Existing design parameters including taper region diameter, length, conicity, surface finish, area of interference, and relative angle should be known by orthopaedic surgeons to understand the limits of the various device systems. This is necessary to avoid phenomena responsible for loosening, unintended disassembly, or fracture. Other complications such as fretting mediated have been reported. Fretting and fretting-corrosion phenomena were found to be most critical with varience of manufacturing tolerances plus design and clinical conditions that introduced larger magnitude interfacial micromotions during function.
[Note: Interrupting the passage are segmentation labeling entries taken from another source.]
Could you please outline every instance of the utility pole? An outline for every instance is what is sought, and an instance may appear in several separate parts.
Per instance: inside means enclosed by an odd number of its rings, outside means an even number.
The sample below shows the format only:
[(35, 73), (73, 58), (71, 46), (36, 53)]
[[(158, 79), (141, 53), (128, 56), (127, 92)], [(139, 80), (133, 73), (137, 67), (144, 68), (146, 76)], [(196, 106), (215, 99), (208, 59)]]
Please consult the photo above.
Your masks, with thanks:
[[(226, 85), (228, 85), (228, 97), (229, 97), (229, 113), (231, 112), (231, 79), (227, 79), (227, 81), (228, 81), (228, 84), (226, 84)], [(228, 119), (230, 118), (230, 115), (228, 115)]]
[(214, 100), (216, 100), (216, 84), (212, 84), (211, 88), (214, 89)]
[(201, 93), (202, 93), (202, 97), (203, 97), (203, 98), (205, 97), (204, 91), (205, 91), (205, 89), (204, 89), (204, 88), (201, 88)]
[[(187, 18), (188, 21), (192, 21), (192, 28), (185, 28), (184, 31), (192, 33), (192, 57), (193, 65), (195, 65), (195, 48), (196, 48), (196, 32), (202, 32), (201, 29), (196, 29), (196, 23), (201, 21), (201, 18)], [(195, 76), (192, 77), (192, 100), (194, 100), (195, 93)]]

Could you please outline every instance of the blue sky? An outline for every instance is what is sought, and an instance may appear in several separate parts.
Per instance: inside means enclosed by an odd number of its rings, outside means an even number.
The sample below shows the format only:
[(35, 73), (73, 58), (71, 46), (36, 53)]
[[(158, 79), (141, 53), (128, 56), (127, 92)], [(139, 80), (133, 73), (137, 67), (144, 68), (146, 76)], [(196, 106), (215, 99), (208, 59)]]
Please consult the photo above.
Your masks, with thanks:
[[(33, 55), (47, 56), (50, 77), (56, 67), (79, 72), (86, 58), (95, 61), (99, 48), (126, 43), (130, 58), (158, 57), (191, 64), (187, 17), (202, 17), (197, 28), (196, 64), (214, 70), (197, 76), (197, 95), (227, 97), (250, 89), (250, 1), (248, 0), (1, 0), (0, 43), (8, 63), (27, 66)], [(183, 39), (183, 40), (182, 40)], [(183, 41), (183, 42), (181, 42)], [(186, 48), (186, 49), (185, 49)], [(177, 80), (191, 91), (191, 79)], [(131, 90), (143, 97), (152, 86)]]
Morse tapers introduced in orthopaedic surgery have also some disadvantageous sides. First, the dimensions of Morse tapers are not standardised, they vary from company to company. Thus the male parts manufactured by company A must not be mixed with the female part manufactured by company B. They may appear identical, but they are not! A total hip system assembled from such components is at great risk to dissociate.

Second, the Morse taper connects two different materials, thus fretting and corrosion [2] can be a problem with Morse tapers. To avoid such problems the surgeon must be sure to have the joining surfaces clean and dry before tapping them together. Some taper designs have almost no interlocking at all when wet.

Third, Morse tapers joining the ceramic femoral heads with the femoral shafts produce stresses within the ceramic material. These so-called hoop stresses can cause catastrophic fractures of the ceramic femoral head if they exceed a certain level. This happens when the products of two different manufacturers are coupled together. It is thus especially important that a ceramic head is always coupled with a matched femoral stem manufactured by the same manufacturer. This may seem obvious, but it has been reported at revision operations that the surgeons used new ceramic heads from a new manufacturer on the old femoral shaft components, produced by another (old) manufacturer. This was often the cause of ceramic head fractures in the past.

Modular components add significantly to the surgeon’s armamentarium, but also increase the potential for mismatch and mechanical failure. The use of modular components greatly increases flexibility during total hip arthroplasty, but also introduces the risks of failure at the interfaces and of intraoperative errors in matching. Modular femoral heads can dissociate [3] as a result of trauma. When revision of a modular hip is planned, it is important to be certain of the manufacturer and the head size of the original hip before operation. The head may be damaged or a change in length may be required. The specifications of the Morse taper vary with different manufacturers, and it is essential that new components come therefore from the same manufacturer as well as being of the appropriate head diameter and allowing the neck length to be changed.

An error at operation is another category of complication. Most modular systems provide three or four head diameters with matching liners. Although modularity makes a mismatch more likely, it also makes it easier to correct without disturbing well-fixed components. It is important that surgeons are aware of this potential pitfall and take care to check the size of all components before they are implanted.

Our rough estimate of the incidence of complications relating to modularity is based on the estimated number of arthroplasties performed by the surgeons contributing cases, which is low, at 0.1–0.2 %. The fact, however, that we have collected 20 such complications in five years leads us to believe that the extent of the problem is not fully appreciated. Operative errors are avoidable with careful attention to detail, but the avoidance of mechanical failure will require improvements in manufacture.

In conclusion, the Morse taper allows the combination of different materials in one total hip model. It is now possible to combine a ceramic femoral head with a titanium femoral shaft. To appreciate the benefits of the Morse taper, remember that the first ceramic femoral heads were pasted on the stem component with acrylic glue! The main cause of failure in these early ceramic total hips was failure of the glue.